Hehe. Just kidding. I think I have narrowed it down to this guy:
How far along are you? I’ll be 4 months next week. (that is 15.5 weeks to anyone who has been pregnant before and has switched their brain over to the metric system. I know when someone tells me they are 23 weeks I need to get out a pen and paper to do some long division to figure out what that actually means. So I’ll tell it to you in months and spare you the mental math.)
Are you showing? Any baby bump to speak of? To the trained eye, yes. My stomach is not how it was 4 months ago.

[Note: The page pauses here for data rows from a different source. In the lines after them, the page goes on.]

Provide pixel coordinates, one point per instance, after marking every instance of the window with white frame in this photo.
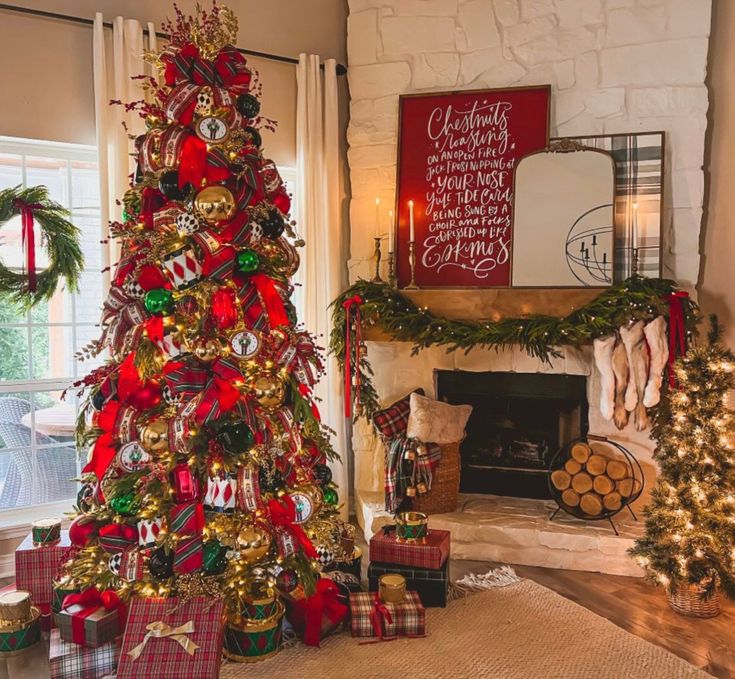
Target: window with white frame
(38, 460)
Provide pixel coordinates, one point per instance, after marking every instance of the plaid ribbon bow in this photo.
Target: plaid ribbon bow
(228, 69)
(160, 630)
(214, 383)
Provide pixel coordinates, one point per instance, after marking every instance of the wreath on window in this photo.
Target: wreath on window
(59, 238)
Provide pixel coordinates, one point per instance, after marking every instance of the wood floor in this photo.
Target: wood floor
(640, 609)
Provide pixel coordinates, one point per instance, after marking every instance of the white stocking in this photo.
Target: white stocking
(603, 350)
(635, 347)
(658, 345)
(622, 374)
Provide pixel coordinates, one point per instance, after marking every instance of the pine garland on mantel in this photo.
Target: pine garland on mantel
(540, 336)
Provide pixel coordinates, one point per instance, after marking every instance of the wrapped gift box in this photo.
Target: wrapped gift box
(90, 626)
(157, 632)
(405, 619)
(432, 553)
(36, 568)
(71, 661)
(432, 584)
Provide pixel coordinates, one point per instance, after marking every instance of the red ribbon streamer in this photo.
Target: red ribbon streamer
(379, 615)
(352, 309)
(323, 603)
(677, 331)
(92, 599)
(29, 239)
(271, 299)
(283, 513)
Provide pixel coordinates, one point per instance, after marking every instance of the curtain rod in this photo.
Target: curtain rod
(341, 68)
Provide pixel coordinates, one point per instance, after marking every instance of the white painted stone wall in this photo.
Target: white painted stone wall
(614, 66)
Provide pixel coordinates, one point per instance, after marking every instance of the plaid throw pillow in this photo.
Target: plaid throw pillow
(393, 420)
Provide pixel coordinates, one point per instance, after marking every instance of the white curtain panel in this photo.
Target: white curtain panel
(118, 56)
(322, 269)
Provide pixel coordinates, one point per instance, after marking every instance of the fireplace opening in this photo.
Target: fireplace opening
(518, 423)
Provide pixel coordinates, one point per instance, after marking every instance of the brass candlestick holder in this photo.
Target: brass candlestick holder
(412, 261)
(377, 256)
(392, 269)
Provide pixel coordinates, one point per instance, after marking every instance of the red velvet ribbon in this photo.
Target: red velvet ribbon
(323, 603)
(352, 310)
(228, 69)
(28, 238)
(193, 165)
(103, 451)
(91, 600)
(271, 299)
(677, 331)
(283, 513)
(379, 616)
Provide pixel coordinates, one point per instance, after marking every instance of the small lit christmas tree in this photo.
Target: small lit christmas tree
(689, 542)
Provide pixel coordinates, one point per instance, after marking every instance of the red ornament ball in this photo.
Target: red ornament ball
(147, 397)
(224, 308)
(82, 530)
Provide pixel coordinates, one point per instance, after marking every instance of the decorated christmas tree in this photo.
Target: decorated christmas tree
(689, 542)
(207, 469)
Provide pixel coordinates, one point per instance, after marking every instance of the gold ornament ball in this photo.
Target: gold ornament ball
(207, 350)
(253, 543)
(154, 435)
(214, 204)
(269, 391)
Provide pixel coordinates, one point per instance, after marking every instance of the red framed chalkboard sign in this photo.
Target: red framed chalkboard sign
(456, 156)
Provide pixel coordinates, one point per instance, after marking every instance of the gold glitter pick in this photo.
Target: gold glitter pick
(211, 37)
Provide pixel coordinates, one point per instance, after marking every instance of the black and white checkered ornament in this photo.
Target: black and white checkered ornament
(115, 562)
(187, 223)
(205, 101)
(324, 555)
(169, 396)
(132, 289)
(256, 231)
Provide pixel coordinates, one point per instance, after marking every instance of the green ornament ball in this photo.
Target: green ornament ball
(248, 262)
(159, 301)
(124, 504)
(236, 437)
(214, 561)
(330, 496)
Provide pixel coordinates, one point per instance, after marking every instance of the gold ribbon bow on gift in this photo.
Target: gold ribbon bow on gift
(160, 629)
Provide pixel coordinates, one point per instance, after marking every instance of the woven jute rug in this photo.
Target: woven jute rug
(521, 631)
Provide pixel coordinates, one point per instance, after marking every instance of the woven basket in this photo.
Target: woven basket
(687, 600)
(444, 494)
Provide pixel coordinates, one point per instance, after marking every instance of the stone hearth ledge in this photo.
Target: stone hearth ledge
(518, 531)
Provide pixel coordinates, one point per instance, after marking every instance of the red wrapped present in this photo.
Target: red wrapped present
(91, 618)
(71, 661)
(373, 618)
(36, 568)
(319, 615)
(167, 639)
(431, 553)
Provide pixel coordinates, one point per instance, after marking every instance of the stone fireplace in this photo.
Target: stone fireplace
(491, 524)
(518, 423)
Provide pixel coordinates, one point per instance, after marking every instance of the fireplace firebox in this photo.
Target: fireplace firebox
(518, 422)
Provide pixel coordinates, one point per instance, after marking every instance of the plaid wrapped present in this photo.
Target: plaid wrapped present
(167, 639)
(71, 661)
(84, 620)
(375, 619)
(432, 585)
(432, 553)
(36, 568)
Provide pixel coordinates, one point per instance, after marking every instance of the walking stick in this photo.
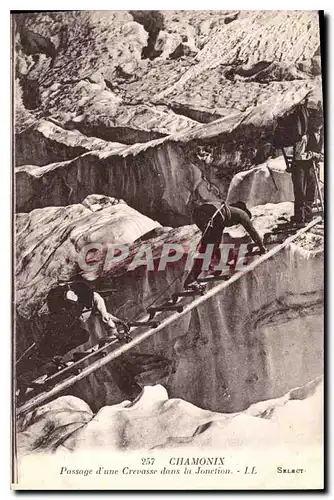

My Man can definitely tell. But to the untrained eye, I suppose I look like I just ate a large Mexican feast.
How many at home pregnancy tests did you take before you really believed that you were pregnant? Seven. Is that normal? Assuming it would be negative like others I have taken in the past, we decided not to waste our money on the name brand and I tossed a cheapo box of Fact Plus in the cart at the grocery store. My Man and I inspected the test after I took it and couldn’t decipher the results. Both Fact Plus tests were vaaaaaaguely potentially positive if you tilted your head and looked close enough. I was cursing myself for being a Frugal McDougal as I devoured the crappy instructions in English and Spanish hoping for some answers. Then I anxiously sent My Man back to the store to buy a name brand while I chugged water. When he came back I took every test in the First Response box and every one was clearly positive!! Dancing and hugging ensued.
Are you excited? Yes! I am thrilled—My Man is thrilled. We just can’t believe we have been blessed with such joy. Life is really good, and it is going to be even better. (Different…but better.)